Hilton as a teenager had gotten into trouble with the law for stealing cars and he had spent some time and he came out. He was 21 when he was killed. He was already getting his life together, you know? He wanted to be different, he wanted to do better and he was working. Anthony and him were thinking about starting a business that my husband had dropped, a carpet-cleaning business, and these were the plans...for the future.
Anthony also had plans to marry his girlfriend, who was expecting a baby and she lost it after his death. You know, she was under a lot of stress. When we went into his room we found a magazine, a bridal magazine where him and his girlfriend had been planning what type of dress and outfit he was going to wear for the wedding. So that was very sad too to see.

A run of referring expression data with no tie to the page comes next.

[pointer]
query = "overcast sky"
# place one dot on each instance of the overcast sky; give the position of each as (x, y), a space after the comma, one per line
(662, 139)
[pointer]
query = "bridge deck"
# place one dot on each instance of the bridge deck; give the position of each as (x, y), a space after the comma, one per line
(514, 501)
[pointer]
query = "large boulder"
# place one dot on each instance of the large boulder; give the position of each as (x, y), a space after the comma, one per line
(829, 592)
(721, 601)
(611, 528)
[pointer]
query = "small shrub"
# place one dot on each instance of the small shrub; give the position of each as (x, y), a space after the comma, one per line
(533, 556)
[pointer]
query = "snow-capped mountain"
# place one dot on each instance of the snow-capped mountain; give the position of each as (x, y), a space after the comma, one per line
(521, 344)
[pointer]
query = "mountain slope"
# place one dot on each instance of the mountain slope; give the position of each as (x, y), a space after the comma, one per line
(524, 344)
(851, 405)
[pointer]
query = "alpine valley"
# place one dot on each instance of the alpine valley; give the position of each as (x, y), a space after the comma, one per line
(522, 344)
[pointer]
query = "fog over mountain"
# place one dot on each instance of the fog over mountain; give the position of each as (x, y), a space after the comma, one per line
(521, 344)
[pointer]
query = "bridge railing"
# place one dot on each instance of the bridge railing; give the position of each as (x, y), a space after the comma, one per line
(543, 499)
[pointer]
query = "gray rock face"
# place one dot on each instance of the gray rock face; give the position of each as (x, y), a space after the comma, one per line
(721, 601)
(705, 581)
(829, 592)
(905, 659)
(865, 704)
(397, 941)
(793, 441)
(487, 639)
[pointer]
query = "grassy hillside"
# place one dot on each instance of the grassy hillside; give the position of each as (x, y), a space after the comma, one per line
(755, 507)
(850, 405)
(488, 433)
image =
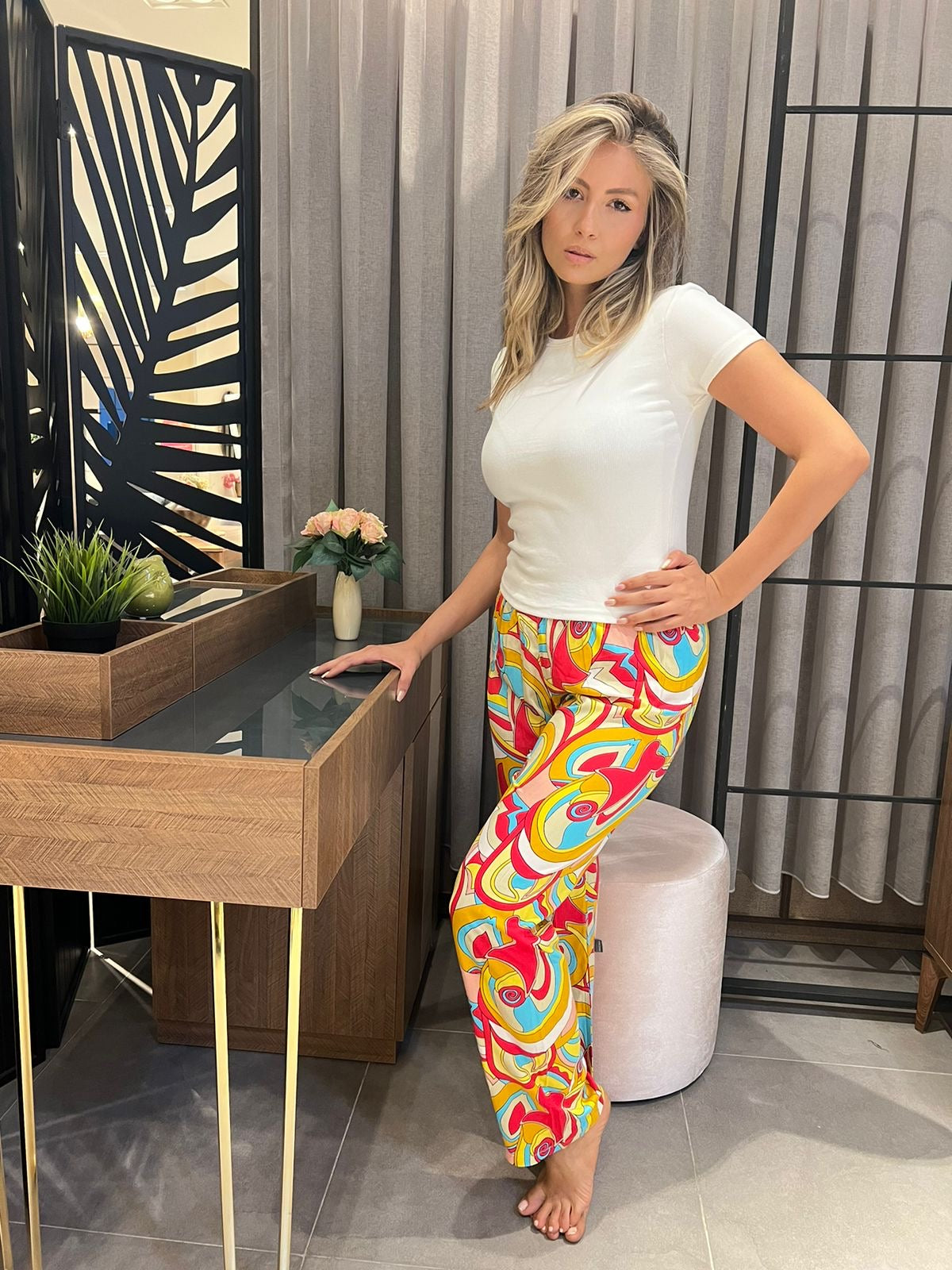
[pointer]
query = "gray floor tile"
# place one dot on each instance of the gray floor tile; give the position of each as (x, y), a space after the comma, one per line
(423, 1179)
(127, 1134)
(90, 999)
(89, 1250)
(321, 1263)
(824, 1037)
(812, 1168)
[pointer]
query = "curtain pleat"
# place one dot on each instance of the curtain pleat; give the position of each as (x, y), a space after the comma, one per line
(393, 135)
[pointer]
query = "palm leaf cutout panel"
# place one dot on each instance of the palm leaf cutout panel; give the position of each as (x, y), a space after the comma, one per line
(152, 150)
(31, 44)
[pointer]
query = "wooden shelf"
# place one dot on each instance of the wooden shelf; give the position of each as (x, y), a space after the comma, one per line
(98, 696)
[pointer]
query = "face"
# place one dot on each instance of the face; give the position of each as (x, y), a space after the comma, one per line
(602, 214)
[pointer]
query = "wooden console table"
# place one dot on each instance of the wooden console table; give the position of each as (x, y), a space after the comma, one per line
(305, 810)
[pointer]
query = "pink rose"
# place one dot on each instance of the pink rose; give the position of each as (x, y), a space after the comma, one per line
(346, 521)
(317, 526)
(372, 529)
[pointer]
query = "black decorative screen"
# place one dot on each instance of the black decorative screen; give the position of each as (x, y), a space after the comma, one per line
(156, 171)
(35, 452)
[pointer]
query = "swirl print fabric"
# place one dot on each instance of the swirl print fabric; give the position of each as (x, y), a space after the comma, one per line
(585, 719)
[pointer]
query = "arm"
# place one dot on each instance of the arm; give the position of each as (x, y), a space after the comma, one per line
(765, 391)
(475, 594)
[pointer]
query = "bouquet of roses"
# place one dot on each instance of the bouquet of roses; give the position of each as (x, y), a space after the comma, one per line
(355, 541)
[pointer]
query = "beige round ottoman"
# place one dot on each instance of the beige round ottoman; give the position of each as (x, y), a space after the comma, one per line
(660, 935)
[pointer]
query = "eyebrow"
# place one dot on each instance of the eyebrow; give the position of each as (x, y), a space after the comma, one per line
(581, 182)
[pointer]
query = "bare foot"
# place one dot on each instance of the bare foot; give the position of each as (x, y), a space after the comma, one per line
(560, 1198)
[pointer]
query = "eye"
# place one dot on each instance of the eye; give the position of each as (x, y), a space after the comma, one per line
(575, 190)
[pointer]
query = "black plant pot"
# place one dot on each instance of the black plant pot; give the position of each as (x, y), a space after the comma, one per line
(80, 637)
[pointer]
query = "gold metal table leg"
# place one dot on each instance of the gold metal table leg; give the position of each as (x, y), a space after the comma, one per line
(221, 1071)
(31, 1197)
(287, 1172)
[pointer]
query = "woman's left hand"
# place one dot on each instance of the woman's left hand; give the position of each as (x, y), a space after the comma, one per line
(679, 594)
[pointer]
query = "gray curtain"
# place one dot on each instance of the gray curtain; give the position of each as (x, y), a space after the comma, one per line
(393, 135)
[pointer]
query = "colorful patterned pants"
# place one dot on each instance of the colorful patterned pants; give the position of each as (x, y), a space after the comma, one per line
(585, 719)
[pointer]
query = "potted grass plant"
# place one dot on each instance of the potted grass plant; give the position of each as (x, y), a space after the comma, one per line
(83, 587)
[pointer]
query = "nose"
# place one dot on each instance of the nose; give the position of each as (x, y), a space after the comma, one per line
(585, 222)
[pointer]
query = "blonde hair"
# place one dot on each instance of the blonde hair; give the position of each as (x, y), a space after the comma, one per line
(533, 302)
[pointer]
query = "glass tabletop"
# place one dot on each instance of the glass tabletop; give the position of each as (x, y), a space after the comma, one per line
(268, 706)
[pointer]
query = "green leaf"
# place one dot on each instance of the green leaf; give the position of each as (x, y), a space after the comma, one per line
(389, 565)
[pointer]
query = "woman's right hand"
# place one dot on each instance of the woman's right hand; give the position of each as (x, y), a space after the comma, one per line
(403, 654)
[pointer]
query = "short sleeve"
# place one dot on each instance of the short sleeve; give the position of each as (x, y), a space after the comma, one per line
(700, 337)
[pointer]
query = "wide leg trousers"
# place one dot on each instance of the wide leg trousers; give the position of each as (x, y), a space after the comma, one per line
(585, 719)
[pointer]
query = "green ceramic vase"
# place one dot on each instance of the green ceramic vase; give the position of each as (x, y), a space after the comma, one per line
(155, 598)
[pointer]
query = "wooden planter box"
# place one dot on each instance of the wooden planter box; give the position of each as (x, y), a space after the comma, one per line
(101, 695)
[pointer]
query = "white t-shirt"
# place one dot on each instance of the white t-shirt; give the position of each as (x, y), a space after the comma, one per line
(596, 463)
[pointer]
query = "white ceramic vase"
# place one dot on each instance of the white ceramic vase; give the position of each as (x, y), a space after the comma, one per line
(347, 606)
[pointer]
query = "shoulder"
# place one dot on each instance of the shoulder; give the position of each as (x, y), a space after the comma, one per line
(497, 368)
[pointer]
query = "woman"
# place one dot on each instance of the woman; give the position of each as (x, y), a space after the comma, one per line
(598, 395)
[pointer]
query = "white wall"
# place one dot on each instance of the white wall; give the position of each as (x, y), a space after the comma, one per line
(213, 32)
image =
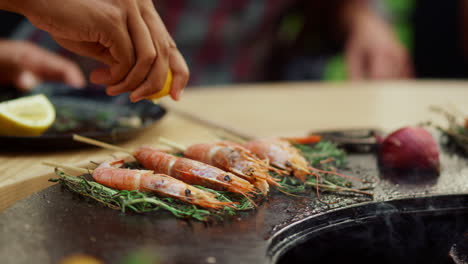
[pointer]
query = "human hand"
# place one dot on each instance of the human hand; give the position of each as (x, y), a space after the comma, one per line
(25, 65)
(126, 35)
(373, 52)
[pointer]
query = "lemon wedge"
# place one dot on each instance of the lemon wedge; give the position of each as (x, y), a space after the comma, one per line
(164, 91)
(26, 116)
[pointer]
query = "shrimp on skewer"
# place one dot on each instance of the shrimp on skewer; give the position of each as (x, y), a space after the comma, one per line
(111, 174)
(192, 171)
(186, 170)
(281, 154)
(231, 157)
(286, 157)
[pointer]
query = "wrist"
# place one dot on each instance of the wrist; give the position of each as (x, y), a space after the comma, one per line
(16, 6)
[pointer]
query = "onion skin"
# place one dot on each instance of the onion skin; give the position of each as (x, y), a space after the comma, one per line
(411, 149)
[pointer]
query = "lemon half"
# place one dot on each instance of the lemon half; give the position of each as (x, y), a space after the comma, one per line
(164, 91)
(26, 116)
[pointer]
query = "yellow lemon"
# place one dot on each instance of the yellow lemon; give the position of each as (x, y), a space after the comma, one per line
(26, 116)
(80, 259)
(165, 90)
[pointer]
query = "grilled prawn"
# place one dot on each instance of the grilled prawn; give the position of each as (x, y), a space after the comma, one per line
(110, 174)
(191, 171)
(281, 154)
(234, 158)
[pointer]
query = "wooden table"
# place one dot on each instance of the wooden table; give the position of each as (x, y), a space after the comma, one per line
(285, 109)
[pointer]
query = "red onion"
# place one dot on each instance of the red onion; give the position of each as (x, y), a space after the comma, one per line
(410, 148)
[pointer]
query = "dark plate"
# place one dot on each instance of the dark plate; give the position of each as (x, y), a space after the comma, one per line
(89, 112)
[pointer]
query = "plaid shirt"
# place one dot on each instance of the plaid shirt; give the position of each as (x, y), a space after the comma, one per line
(223, 41)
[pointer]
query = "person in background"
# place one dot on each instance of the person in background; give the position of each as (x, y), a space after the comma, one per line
(25, 65)
(127, 36)
(233, 41)
(342, 40)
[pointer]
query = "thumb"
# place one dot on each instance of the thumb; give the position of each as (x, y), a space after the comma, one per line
(26, 81)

RW: What would you say to people, whether they're parents of people who have been killed by the police or just people who want to oppose police brutality but are afraid? What advice would you give them?
MARGARITA ROSARIO: I think if they don't stand alone by themself, they should not have any fear, because there's people out here who are willing to support you, to stand with you and that gives you a lot of courage.... You should be courageous and stand for what you believe because this is mainly about what you believe is right, you know, and what you believe is wrong. I know what happened to my son was wrong because I raised that child, and I know what my son was about. So because of that I kno w that regardless of what kind of pressure I get, regardless what danger my life is in, I'm going to stand for that right--because it was my right and my son's right to live. They had no right to take my son's life or my nephew's....
My son died as a brave person because my son, from that floor, took a stand and protested against what they were doing. So if my son was able to do that, I am willing to do anything to stand up for his rights. And that's the way people should feel also. They should stand up for what they believe is right, not for what they believe is going to, you know, to secure them.
If they believe what the cops are doing is wrong, then get up there and fight. Don't be afraid. You cannot be afraid because this is what they want you to do. They want you to be afraid. We've been afraid for so many years, for centuries, and we haven't stood up to these people. I think that has to stop. That blue wall of silence, we have to bring that down completely....
My son is gone but I still have a younger son here who's 14 years old. So I have to fight for him too. And for other kids that are growing up.... I'm doing it for them too. It's for the future kids that we're concerned about. My son is resting in peace already. And I don't think he's really resting in peace until justice is done, you know. But I know that he's resting. So why not get up and do something for our future kids, our future generation so they don't have to go through something like this? We n eed to change the system. We definitely do.